Though I can appreciate the sentiment to the strength and determination that is required to be the parent of a child with special needs, nothing has made me feel less unbreakable than parenting Lochlan. It has not been unlike walking a tightrope in the dark. There is no clear pathway to walk and always a sense that one wrong turn, one decision on his behalf made unwisely, one hour where I fail to watch over him appropriately, and his life will or could be permanently altered for the worse. Like that tree, so often I feel alone against the elements this world throws against me. Because truly, no one has answers. This path is full of possibilities. Keep walking. Look back, but only as a reference point for continuing forward, trying to place one foot in front of the next, prudently, even as every step feels precarious. And, in these times, again, the void is felt. I know that he couldn't tell me what steps to take or what the future holds, but I believe his presence would be comforting. 

I don't think anyone expects us to be unbreakable - we shouldn't expect it of ourselves. Perhaps, in the breaking of our hearts, the deferment of our hopes, the longing that cannot be mitigated, we find new strength - strength granted to us outside of ourselves. To be stronger, wiser, more resilient, filled with realistic hope - conceivably the breaking of ourselves in all the ways we never anticipated is preferable. I am thankful that this is another day to live fully, even if the next step forward, moment by moment, is unclear. 

Sunday, November 22, 2020

I don't want any presents for Christmas...

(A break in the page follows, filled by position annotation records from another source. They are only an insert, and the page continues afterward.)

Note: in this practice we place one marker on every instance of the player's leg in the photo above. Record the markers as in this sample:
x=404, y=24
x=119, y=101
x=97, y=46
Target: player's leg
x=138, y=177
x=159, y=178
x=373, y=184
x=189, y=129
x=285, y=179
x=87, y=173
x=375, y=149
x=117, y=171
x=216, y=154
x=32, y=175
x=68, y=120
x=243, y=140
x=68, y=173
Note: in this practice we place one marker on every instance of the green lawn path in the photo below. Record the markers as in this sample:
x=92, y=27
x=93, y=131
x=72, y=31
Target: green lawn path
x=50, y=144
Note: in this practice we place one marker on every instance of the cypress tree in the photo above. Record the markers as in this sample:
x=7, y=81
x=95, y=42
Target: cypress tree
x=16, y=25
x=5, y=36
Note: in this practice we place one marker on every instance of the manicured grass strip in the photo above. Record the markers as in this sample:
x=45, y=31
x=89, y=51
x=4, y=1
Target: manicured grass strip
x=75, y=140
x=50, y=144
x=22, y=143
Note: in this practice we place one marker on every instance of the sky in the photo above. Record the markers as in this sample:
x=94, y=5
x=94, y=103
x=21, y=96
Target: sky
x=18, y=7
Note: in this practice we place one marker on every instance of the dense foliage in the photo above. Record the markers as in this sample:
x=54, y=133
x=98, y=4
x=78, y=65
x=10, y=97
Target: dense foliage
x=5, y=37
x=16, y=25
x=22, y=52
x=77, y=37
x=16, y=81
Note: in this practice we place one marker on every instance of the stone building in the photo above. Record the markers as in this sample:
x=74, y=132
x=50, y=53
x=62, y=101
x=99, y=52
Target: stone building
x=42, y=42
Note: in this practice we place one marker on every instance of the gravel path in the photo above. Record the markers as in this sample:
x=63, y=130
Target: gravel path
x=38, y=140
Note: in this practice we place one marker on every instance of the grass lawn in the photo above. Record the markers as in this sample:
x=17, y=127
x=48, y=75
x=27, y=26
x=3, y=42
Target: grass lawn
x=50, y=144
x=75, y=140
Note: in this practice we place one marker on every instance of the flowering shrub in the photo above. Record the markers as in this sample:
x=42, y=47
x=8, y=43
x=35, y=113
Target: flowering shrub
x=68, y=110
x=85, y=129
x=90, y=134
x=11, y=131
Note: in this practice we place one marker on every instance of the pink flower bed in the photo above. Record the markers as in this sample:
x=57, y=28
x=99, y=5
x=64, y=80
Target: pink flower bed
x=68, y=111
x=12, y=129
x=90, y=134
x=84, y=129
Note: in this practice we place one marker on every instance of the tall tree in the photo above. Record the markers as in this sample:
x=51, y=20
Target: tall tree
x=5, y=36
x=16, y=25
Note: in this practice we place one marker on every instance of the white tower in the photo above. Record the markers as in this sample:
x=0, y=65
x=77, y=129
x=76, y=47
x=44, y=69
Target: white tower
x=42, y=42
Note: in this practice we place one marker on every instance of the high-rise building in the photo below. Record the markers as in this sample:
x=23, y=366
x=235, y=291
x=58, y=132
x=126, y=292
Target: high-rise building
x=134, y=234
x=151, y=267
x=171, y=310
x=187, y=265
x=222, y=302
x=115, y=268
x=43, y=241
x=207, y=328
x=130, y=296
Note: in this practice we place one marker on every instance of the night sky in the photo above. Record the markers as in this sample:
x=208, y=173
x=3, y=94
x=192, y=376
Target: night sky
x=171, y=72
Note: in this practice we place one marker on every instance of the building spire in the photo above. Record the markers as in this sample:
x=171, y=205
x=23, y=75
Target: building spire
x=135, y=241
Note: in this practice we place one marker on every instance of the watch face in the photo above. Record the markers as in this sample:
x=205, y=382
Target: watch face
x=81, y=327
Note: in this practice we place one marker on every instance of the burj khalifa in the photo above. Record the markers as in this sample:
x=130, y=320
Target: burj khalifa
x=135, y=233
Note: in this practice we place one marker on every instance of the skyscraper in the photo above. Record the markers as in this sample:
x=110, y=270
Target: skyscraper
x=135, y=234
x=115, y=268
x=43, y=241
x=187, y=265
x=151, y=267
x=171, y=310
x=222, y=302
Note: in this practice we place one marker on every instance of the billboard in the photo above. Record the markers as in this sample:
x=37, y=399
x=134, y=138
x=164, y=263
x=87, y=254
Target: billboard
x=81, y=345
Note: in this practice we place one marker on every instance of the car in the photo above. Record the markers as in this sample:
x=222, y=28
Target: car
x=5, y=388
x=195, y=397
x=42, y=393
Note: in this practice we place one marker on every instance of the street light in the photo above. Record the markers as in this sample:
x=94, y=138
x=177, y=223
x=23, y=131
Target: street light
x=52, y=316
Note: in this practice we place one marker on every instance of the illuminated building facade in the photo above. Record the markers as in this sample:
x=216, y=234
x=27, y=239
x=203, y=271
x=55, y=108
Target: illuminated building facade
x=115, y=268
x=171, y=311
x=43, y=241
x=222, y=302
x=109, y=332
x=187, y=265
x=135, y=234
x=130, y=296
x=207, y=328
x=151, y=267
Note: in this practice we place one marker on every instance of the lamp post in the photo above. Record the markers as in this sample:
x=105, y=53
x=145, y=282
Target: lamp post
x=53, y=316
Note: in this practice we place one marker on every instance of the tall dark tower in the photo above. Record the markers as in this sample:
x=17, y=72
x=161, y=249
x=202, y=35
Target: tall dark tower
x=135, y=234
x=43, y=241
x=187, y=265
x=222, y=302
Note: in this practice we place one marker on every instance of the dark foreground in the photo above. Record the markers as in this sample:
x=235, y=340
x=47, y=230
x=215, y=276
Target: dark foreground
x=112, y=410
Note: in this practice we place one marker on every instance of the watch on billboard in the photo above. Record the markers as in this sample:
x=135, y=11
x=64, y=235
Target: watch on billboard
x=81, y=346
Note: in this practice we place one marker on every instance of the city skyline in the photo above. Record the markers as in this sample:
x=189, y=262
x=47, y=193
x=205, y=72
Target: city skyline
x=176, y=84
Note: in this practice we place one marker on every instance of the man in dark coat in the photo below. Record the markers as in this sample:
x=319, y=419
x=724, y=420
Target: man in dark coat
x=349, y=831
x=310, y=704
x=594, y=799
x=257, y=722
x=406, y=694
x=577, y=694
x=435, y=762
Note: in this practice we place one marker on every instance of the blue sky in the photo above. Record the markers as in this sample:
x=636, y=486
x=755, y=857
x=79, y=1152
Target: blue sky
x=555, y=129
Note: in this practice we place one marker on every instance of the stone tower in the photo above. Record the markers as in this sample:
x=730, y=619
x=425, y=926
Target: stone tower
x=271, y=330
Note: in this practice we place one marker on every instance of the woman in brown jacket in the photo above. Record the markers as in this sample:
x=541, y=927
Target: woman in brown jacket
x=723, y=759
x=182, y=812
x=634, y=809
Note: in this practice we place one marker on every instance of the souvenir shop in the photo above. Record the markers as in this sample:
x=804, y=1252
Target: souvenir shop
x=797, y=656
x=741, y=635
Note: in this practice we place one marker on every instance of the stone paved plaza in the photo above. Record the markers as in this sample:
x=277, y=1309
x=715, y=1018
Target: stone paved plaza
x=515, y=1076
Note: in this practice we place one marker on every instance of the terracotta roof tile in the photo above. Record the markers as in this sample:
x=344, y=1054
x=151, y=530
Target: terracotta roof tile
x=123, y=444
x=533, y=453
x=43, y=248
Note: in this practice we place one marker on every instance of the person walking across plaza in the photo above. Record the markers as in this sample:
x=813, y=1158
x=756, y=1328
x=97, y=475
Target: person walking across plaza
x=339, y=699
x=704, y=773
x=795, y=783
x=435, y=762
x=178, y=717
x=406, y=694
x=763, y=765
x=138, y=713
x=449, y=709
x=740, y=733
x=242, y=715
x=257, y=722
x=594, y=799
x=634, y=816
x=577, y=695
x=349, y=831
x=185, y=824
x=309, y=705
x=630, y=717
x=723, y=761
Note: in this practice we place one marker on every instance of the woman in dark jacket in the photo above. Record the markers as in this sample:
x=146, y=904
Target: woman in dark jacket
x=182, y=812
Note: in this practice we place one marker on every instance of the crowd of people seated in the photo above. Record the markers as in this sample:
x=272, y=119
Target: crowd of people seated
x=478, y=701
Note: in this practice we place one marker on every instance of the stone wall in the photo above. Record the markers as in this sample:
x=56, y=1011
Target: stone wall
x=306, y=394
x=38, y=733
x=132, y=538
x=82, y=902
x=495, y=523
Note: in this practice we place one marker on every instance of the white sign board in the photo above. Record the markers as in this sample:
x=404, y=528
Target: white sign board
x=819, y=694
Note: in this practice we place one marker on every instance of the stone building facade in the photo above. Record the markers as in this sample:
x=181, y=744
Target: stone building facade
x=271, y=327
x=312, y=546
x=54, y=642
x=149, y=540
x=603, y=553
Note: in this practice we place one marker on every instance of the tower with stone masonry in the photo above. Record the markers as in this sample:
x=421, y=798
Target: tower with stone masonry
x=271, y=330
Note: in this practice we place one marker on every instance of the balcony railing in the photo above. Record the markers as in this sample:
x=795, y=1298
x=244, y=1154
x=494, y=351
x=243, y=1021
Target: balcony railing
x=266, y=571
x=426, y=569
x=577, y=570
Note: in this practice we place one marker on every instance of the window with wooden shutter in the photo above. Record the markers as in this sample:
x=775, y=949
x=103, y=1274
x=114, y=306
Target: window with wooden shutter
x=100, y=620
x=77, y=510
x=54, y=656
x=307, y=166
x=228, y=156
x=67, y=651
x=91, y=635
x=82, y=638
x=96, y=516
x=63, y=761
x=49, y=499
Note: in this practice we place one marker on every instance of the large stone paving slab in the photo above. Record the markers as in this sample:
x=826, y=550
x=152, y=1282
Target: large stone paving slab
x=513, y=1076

 "Mom, I don't want Christmas presents this year." Declan was ambling along behind me, deep in thought as we climbed an overlook to get a better view of the Peaks. I asked him to elaborate. "Well, we have so many things - I have everything I want and need. But, I see people all the time who don't have anything and they're all alone." We talked about some ways that he could help those people, and ultimately, he has decided that this year, instead of people giving him Christmas presents, he wants people to give him money to buy 8 backpacks which he will fill with supplies to help homeless - alone - people. We're collecting blankets, gloves, warm socks, heat warmers, granola bars, water, to-go cups that they can fill with hot water, homemade Christmas cookies, emergency sleeping bags, small flashlights, and anything else we can think of. 

Madigan and Kelton were both inspired and challenged by Declan to do the same, but each have different passions. Madigan wants people who were going to give him presents for Christmas to instead give money to help stop children from being exploited and abused. We found a privately funded non-profit called Children of the Night and their purpose is to provide intervention for children who are exploited and vulnerable. 

Kelton and I have been following the Chili Pepper Miracle Mustang Rescue organization. They rescue countless orphan or injured foals and then re-home them to families throughout the United States. Sometimes, Kelton cries over the stories of the foals and so many times he has told me, "Mom, I want to go right now and help that baby." He wants to volunteer to help at the rescue when he's old enough, but he has settled for helping get them donations, for now. 

When I was buying items at the store this past week for Declan's backpacks, the cashier asked what we were purchasing so many duplicate items for. I explained Declan's plan to her and she burst into tears. She said it gives a whole new meaning to the holiday season and helps restore her faith in humanity. She begged me to please bring Declan into the store this week so she can meet him and thank him, personally. I was reminded in that moment how much people need love and when it is expressed, even in it's simplest form, it can change people and give them hope. I pray that the choices of each of these young men, at this Christmas season, and throughout their lives, will bring about positive change in the lives of the people around them and help those people understand love, profoundly and personally.